朝食を終えて身支度を済ませ、私達2人を見送る大人と挨拶を交わして玄関へ向かう。
「行ってきまーす。」
年相応の15歳に相応しい挨拶をする隣の光を見て、少し安心感を覚える。
「新しいローファーですね。」
靴を履くのを確認して、するりとこぼれた言葉にしまったと思った瞬間、光の口角が昨今1番の角度で上がるのを感じた。
「よく気が付いたね。」
「何となくですよ。」
自らの動揺を隠す為に短く返す。こちらの目をじっと見つめてくる光に心を読まれないように無表情を貫くだけだ。
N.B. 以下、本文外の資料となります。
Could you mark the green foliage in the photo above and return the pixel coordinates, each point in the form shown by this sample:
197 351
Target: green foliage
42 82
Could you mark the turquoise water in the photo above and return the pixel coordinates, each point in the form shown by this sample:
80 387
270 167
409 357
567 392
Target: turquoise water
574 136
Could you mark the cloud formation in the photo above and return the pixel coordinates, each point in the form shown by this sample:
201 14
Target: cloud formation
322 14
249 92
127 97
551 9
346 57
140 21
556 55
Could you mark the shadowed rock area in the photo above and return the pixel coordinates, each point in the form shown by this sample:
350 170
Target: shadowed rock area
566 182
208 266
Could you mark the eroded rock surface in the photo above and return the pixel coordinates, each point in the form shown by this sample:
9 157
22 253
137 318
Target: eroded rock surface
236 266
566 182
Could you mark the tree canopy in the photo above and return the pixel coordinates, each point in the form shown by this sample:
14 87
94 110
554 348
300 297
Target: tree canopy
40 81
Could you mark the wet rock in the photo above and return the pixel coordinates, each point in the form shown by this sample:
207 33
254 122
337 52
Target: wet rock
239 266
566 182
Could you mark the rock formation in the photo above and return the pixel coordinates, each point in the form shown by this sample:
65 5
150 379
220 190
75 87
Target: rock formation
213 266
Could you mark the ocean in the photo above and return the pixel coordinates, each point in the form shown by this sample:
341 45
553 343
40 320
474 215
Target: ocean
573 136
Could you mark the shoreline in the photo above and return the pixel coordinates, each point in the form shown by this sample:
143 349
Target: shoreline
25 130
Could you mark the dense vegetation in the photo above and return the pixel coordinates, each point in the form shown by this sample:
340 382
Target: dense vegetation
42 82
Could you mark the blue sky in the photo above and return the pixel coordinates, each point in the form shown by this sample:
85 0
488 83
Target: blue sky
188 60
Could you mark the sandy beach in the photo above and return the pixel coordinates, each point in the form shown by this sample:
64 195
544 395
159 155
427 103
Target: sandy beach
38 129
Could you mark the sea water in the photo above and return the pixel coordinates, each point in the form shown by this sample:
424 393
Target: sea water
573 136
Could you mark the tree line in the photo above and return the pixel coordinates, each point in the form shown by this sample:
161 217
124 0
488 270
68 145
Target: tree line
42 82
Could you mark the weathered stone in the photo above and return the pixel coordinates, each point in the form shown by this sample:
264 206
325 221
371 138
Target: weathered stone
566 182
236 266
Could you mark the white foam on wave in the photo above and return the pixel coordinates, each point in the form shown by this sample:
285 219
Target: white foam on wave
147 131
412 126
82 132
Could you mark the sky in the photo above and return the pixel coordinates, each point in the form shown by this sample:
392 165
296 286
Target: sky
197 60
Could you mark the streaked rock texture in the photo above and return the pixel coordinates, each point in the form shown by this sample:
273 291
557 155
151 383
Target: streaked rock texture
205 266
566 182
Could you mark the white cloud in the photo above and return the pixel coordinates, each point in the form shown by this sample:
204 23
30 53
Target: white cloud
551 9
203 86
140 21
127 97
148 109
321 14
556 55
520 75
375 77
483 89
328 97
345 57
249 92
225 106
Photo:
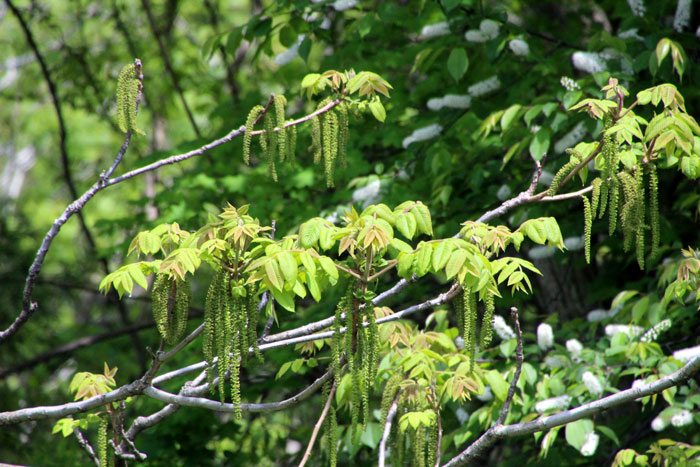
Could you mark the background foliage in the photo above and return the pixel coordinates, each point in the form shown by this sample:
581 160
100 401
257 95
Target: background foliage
206 64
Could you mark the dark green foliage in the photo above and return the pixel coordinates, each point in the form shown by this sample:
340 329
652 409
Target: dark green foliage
561 174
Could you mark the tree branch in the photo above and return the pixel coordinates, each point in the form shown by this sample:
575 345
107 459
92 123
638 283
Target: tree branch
28 305
169 66
387 429
317 427
499 432
518 368
85 444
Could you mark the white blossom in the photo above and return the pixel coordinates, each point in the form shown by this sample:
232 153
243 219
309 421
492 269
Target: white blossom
474 35
637 7
368 194
575 348
569 84
342 5
687 354
487 395
597 315
452 101
592 384
653 333
553 403
630 34
504 331
545 336
519 47
540 252
682 17
554 361
589 62
484 87
456 101
422 134
435 30
489 28
574 243
590 445
570 139
682 419
291 53
659 423
631 331
503 192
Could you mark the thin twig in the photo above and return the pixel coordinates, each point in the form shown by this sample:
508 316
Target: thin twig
28 305
518 367
169 66
317 428
85 444
438 454
387 429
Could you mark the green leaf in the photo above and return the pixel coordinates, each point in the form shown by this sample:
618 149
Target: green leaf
662 49
284 297
309 234
457 63
576 432
540 143
405 266
308 262
137 275
441 254
287 36
423 258
406 224
310 80
377 109
305 48
288 266
423 221
313 286
499 386
609 433
329 266
455 263
272 270
509 115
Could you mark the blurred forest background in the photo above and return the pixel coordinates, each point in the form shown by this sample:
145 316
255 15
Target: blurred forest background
205 65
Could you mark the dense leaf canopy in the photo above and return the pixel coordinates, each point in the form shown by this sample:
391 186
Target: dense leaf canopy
322 214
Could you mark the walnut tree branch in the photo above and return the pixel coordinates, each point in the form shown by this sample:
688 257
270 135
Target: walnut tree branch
498 432
317 427
387 430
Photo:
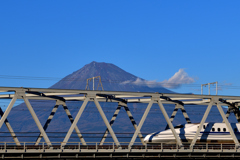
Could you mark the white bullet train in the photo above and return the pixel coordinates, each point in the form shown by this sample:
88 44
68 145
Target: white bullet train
210 133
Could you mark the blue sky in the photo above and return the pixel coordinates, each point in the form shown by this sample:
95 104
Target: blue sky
150 39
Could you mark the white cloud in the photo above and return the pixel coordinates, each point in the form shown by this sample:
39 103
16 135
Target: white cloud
179 78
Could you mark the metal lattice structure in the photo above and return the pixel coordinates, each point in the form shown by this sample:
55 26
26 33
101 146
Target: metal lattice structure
122 99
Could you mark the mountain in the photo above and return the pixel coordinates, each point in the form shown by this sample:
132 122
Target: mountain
113 79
「文香さんの目は何も読めないよ。だって秘め事を読ませないように必死だもんね。」
幼さで油断を誘い、急にこちらの心臓を優しく撫でてくる。紫音さん、この子の姉といい、光も例に漏れずこの一家は本当にこんな人ばかりだ。実は母も同じ様に紫音さんの手の平の上で転がされているのではないかという変な妄想をしていたら、裏口の扉の外で手を掴まれて意識を戻される。
「からかったお詫びね。」
そう言うと光は私の手を引き、自らの太ももの外側を、下から上へと這わせた。ストッキングの上を滑る私の手は卸たてのスカートの端を持ち上げ、遂には際どいラインが露わになりそうになる。無表情のまま静止する私を見て、光はスルリと手を離して脇を通り歩き始めた。
「高校生相手にいけないんだー。」
うるさいくらいに鳴る心臓を無視して、本当に可愛くない男の子の後を追う。
「あなたには別途教育の機会が必要かもしれません。」
「保健体育とか?」
冗談を抜かす光はふと尋ねてくる。
「そういえば文香さんて、何で私のこと"あなた"って呼ぶの?小学生の途中くらいまで光って名前で呼んでなかった?」
いきなり随分と昔の話を蒸し返す光に、用意しておいた回答を伝える。
「もう昔のことです。忘れてしまいました。」
可愛い可愛いと周りからもてはやされ、次第に私より女らしくなっていく光を呼び捨てにしていたら、年上とか関係無く私の方が旦那の様になってしまう気がした。"あなた"という言葉も便利で気に入っている。6歳も年下の、今日高校生になったばかりの子に、こんなことを知られる訳にはいかない。
「ふーん。」
納得したのか否か、適当な返事をして私の隣を歩く光は今日も可愛いかった。